ABCG2 belongs to the G subfamily of human ABC transporters, members of which, like half-transporters from other species, are generally accepted to either homo- or heterodimerize. Overall, little is known about the exact mechanism and residues involved in the dimerization process. Accurate structural information could be obtained from a high-resolution crystal structure, but crystallization has so far proven to be very challenging for integral membrane proteins. To date, the crystal structure of only a small number of such proteins is available, including three ABC transporters from bacteria that have been crystallized with their transmembrane domains: the lipid A transporter MsbA from E. coli and from V. cholerae, and the vitamin B12 transporter BtuCD from E. coli (19; 21; 36). Unlike BtuCD with its twenty transmembrane segments, MsbA is similar to ABCG2 in being a half-transporter with six transmembrane helices, although its domain organization is reversed when compared to ABCG2.

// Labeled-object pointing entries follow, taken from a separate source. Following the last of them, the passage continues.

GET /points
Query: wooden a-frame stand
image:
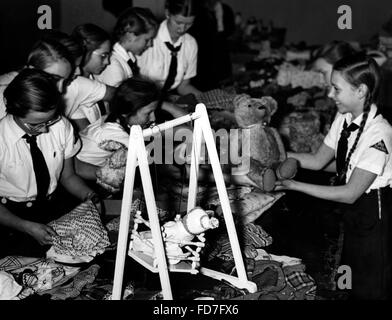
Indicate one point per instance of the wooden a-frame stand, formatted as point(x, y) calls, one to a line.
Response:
point(137, 155)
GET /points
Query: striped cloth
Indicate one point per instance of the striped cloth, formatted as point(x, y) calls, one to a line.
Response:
point(81, 235)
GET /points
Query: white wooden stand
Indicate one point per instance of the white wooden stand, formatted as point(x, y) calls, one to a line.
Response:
point(137, 155)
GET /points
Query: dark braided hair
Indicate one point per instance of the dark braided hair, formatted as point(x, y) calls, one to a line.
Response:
point(135, 20)
point(91, 37)
point(133, 94)
point(356, 70)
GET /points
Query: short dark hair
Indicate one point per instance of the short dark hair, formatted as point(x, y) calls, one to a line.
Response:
point(136, 20)
point(32, 89)
point(47, 51)
point(133, 94)
point(334, 51)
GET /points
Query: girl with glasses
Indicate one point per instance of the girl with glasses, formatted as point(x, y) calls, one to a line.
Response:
point(36, 155)
point(134, 31)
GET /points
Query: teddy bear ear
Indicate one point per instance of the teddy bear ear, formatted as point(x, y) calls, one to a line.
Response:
point(111, 145)
point(241, 98)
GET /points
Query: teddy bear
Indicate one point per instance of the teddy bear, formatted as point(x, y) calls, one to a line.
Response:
point(301, 131)
point(261, 144)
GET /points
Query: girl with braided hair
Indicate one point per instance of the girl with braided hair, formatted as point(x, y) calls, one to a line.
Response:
point(360, 140)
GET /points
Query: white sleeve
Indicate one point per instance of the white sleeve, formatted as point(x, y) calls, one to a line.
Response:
point(191, 70)
point(374, 157)
point(90, 91)
point(113, 74)
point(3, 111)
point(333, 134)
point(114, 133)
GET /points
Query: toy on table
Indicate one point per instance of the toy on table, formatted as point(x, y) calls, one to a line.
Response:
point(178, 236)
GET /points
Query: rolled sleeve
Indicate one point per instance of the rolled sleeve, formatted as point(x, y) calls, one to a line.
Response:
point(373, 160)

In the case of the human ABCG subfamily, the ABCG5 and ABCG8 heterodimer is the most extensively characterized. There is a strong line of evidence suggesting that these proteins are obligate heterodimers (15). The genes encoding ABCG5 and ABCG8 are located head-to-head on chromosome 2, have similar expression profiles and mutations in either of them result in sitosterolemia. Furthermore, expression of both proteins is required for trafficking to the cell surface. Dimer formation is thought to take place in the ER and is required for surface expression (32; 37). Misfolded proteins and subunits of oligomeric complexes that fail to properly assemble are known to be retained in the ER and targeted for degradation. The fact that the ABCG2 G553L mutant protein does not leave the ER in mammalian cells suggests that it is recognized by the ER’s quality control system and is degraded, explaining the observed low expression levels (38). This finding is consistent with a failure to dimerize but could also be the result of improper folding, although the mutant’s ability to cross-link, its cell surface localization in insect cells, and the interference with wild type function argue against major defects in conformation.

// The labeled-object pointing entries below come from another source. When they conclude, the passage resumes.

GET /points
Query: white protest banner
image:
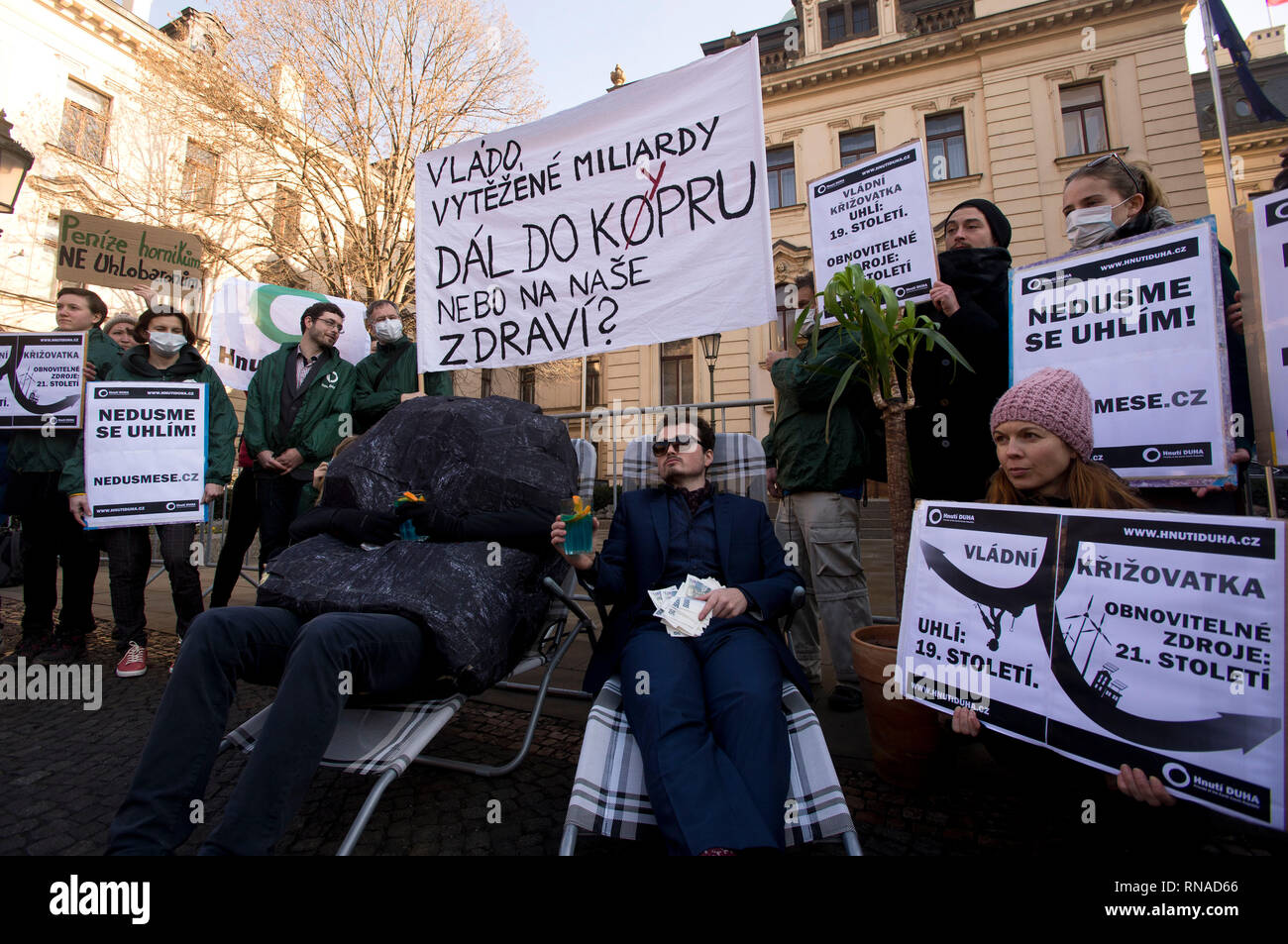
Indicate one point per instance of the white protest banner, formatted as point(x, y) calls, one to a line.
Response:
point(40, 380)
point(1142, 325)
point(145, 454)
point(1113, 638)
point(1265, 317)
point(250, 321)
point(98, 250)
point(638, 218)
point(876, 214)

In addition to the above-mentioned aberrant localization in the mammalian cells, the glycosylation pattern of the G553L and G553E mutants was also altered. Interestingly, N-linked glycosylation of only ABCG8 is essential for trafficking of the ABCG5/ABCG8 dimer from the ER to the plasma membrane, though ABCG5 was also found to be glycosylated (37). In case of ABCG2, previous studies have shown that the protein is glycosylated at asparagine 596 and that the glycosylation is not necessary for cell surface localization (39) or for function, suggesting that the G553L mutant is not retained in the ER merely due to failure to undergo glycosylation.

The fact that we found no evidence of colocalization on confocal microscopy when the G553L mutant was coexpressed with the wild type ABCG2 in HEK 293 cells suggests that there is no stable interaction between wild type and mutant proteins in the ER of mammalian cells, as would be expected if the wild type and mutant formed stable dimers. While the two proteins may not form a stable dimer, they may come in contact (note that the two do associate in Sf9 cells) and after failing to dimerize, the wild type ABCG2 finds another wild type molecule with which to form a stable dimer and traffic to the cell surface. The absence of colocalization or rescue of the mutant by the wild type thus argues against the presence of stable wild type/mutant dimers in the mammalian cells.

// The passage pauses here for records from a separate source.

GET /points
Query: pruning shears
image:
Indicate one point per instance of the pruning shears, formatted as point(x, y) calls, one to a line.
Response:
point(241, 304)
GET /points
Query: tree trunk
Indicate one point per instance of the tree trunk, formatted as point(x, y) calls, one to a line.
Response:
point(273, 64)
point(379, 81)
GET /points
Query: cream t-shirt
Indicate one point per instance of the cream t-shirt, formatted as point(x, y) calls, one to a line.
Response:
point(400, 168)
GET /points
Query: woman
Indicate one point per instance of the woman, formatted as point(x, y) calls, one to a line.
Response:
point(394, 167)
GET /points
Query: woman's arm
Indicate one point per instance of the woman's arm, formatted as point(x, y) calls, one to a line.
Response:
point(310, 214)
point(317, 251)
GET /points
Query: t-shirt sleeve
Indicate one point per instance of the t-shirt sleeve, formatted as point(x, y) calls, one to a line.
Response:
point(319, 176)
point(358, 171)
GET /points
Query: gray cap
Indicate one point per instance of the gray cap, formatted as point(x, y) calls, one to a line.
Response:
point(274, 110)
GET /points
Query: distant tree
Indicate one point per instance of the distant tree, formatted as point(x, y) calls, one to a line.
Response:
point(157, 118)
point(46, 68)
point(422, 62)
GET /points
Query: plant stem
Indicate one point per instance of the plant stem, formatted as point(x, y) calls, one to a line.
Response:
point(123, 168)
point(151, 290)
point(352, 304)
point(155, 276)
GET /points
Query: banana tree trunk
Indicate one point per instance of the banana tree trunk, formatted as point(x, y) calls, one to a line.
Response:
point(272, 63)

While several studies have presented evidence of chemical and disulfide cross-linking as a surrogate for dimerization (40) we would argue that these results are evidence of physical proximity and not of a functional interaction. We would define dimerization as an interaction that results in a properly localized, functional unit. We believe this distinction to be important because in the millieu of the ER or the plasma membrane, two ABCG2 molecules could be in sufficiently close proximity to be linked chemically, but yet not constitute a functional unit. Though the G553L mutant is confined to the ER, it must be in near proximity to another mutant protein because chemical cross-linking of two mutant proteins even at a distance of 7.7 Å was observed. We believe that our results suggest that in the case of ABCG2 chemical cross-linking is more appropriately a marker of proximity in the ER rather than functional dimerization.

In contrast to the results in mammalian cells, the evidence indicates that in insect cells the mutant is not held up in the ER, reaches the cell surface, and can interfere with wild type function. However no ATP hydrolysis could be detected for the mutant in the insect cells. Although this finding is compatible with either an isolated effect on dimerization or a broader abnormality in protein folding, the ability of the mutant to reach the cell surface and interfere with wild type transport activity argues against misfolding. In coexpression studies a dominant negative effect due to mutant/wild type dimer formation would be expected to provoke an approximately 75% decrease in transport activity. Although results with the catalytically inactive control K86M mutant were not precisely as expected based on the ratios transfected, the marked reduction in Hoechst transport activity is consistent with the reported dominant negative effect for this Walker A mutant (35). In contrast to the results observed with the K86M mutant/wild type dimer, a roughly 35% decrease was observed in the Sf9 cells expressing both the wild type and the G553L mutant protein. This limited, but reproducible, effect of the G553L mutant on the wild type protein argues that the mutant has a conformation that can associate with the wild type protein, although that association must be relatively weak.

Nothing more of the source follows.